Romaanse Architectuur
De meeste Romaanse gebouwen zijn vervaardigd tussen het jaar 1000 en 1200. Rond het jaar 1000 werden er heel veel kerken gebouwd. De kerken werden meestal groter en rijker versierd als in de vroege middeleeuwen. Er zijn ook nog gebouwen met romaanse kenmerken na 1200 vervaardigd, maar de gotische stijl genoot toen de voorkeur.
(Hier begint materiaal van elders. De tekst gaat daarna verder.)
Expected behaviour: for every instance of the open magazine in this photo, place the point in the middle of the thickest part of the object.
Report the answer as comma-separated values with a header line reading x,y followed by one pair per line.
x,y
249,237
De kerk van Maria Laach, eind 11 e eeuw
Tot de belangrijkste kenmerken van de Romaanse architectuur behoren het gebruik van rondbogen en zware muren met kleine vensters. In tegenstelling tot de voor-romaanse kerkarchitectuur werd de buitenkant meestal versierd met vele architecturale ornamenten en beeldhouwwerk. Men maakte hoofdzakelijk gebruik van het basilicaal grondplan met één dwarsbeuk. Grote kerken hadden gewoonlijk in het oosten een kooromgang en straalkapellen, terwijl het westen beheerst werd door kloeke muren die aan een vesting doen denken.
Het middenschip werd in toenemende mate voorzien van een gewelf in plaats van een houten plafond. Aanvankelijk betrof het tonggewelven, de vorm van dit gewelftype lijkt op de boog van een halve cirkel. De opmars van het stenen gewelf begon in Frankrijk. Steen had twee belangrijke voordelen; het was beter bestand tegen brand en de gezangen kwamen beter tot hun recht (qua klank en akoestiek). Vaak werden de gewelven ondersteund door gordelbogen. Rond het midden van de elfde eeuw was de technische kennis en de vaardigheid van dien aard dat men ook grote overwelvingen kon bouwen.
De romaanse architectuur kenmerkt zich door grote diversiteit. Er was niet alleen sprake van grote nationale verscheidenheid, ook op regionaal niveau kent de architectuur vele varianten. Vooral in Frankrijk zijn de verschillen groot; mede dankzij de creativiteit en inventiviteit van de Franse bouwheren.

Het kloostercomplex te Fontenay is een mooi voorbeeld van romaanse cisterciënzer architectuur (de bouw startte in 1133)
Aan het eind van de elfde eeuw vonden er belangrijke vernieuwingen plaats in Duitsland, Zuid-Engeland en Frankrijk. Tussen 1082 en 1106 werd de dom van Speyer verbouwd. Het middenschip werd van een stenen gewelf voorzien met een spanwijdte van 14 meter. Dat was toen een unieke prestatie waar andere kerken zich aan wilden meten. Deze prestatie was mogelijk dankzij een op het kruisgewelf lijkend gewelftype. Een kruisgewelf wordt gevormd door twee halve tongewelven die elkaar loodrecht snijden. De druk werd daardoor opgevangen op de vier hoekpunten. Voorheen werd het gewicht van het gewelf opgevangen door de gehele muur. Dat was de reden dat de Romaanse kerken zulke dikke muren hadden.

Tussen 1082 en 1106 werd het middenschip van de dom van Speyer voorzien van een stenen gewelf met een spanwijdte van 14 meter.
Men begon naast en in plaats van gordelbogen ook gebruik te maken van diagonale ribben die de druk van het gewelf opvingen. Eerst werden de diagonale ribben aangebracht en vervolgens werd de ertussen liggende ruimte gevuld met lichtere stenen of ander materiaal. Dit soort gewelven wordt kruisribgewelven genoemd. Dankzij kruisribgewelven konden schepen met stenen gewelven breder, hoger en lichter (grotere vensters mogelijk) worden. Het kruisribgewelf is toegepast in enkele Romaanse kerken, bijvoorbeeld in de kathedraal van Durham. Ten tijde van de gotiek werd dit gewelftype bijzonder populair.